In the historical centre, designated World Heritage in 1999, rises the cathedral of La Laguna. It dates back to the 16th century when Los Remedios church was built, and it was declared Cathedral in 1819. It was fully rebuilt in the early 20th century to reach its present condition.
Works in Los Remedios started in the 1520s by decision of the Adelantado and the Cabildo of the Island. The site chosen was a central location according to the urban layout of the time. Its building was eventful, marked by long construction processes and sporadic ruin.
In the early 19th century, Cristóbal Bencomo, confessor of King Fernando VII, promotes the reconstruction of a new temple. He used the plans of Pamplona Cathedral as a reference and Juan Nepomuceno Verdugo and Pedro Díaz designed a new building that started to be erected in 1813. The present façade dates from 1820. At the time, the four western islands were segregated from the Canarian Bishopric and La Laguna got a papal bull from Pius VII, to establish the Diócesis Nivariense on 1 February 1818. It was then that the parish of Los Remedios was promoted to the rank of Cathedral.

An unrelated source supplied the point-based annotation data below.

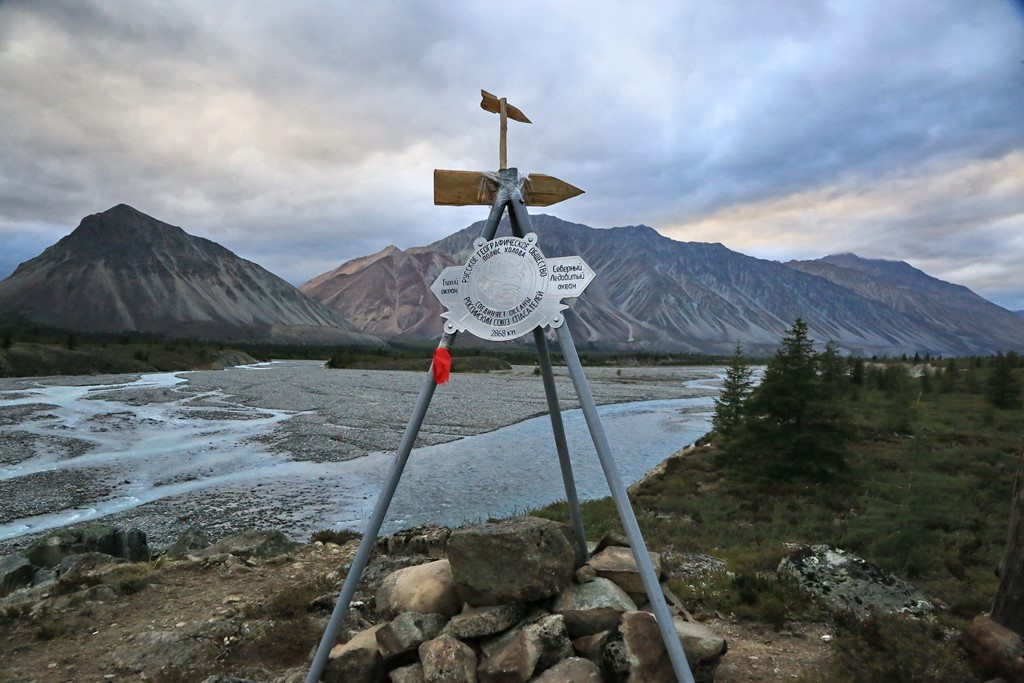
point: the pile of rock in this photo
(508, 603)
(66, 554)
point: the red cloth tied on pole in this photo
(442, 365)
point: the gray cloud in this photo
(302, 134)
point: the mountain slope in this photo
(952, 308)
(124, 270)
(651, 292)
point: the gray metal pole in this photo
(517, 219)
(558, 430)
(375, 522)
(622, 501)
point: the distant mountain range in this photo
(655, 293)
(124, 270)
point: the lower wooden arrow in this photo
(472, 187)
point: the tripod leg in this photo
(558, 429)
(622, 501)
(375, 522)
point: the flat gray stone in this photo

Between 1820 and 1897 the Cathedral underwent extensions and reforms until cracks on its pillars led to it being declared unsafe and was closed to the public. They chose to build a new temple with works stretching from 1904 to 1915, following the plans of engineer José Rodrigo de Vallabriga, which only kept the façade of the previous building. Worth noting are the high rib vaults and the ambulatory.
San Cristóbal de La Laguna Cathedral was designated national Historic-Artistic Monument Histórico Artístico on 5 October 1983. On 24 May 2007 the vault, dome and the top of the pillars lost their designation, which allowed the current refurbishing of the building to take place.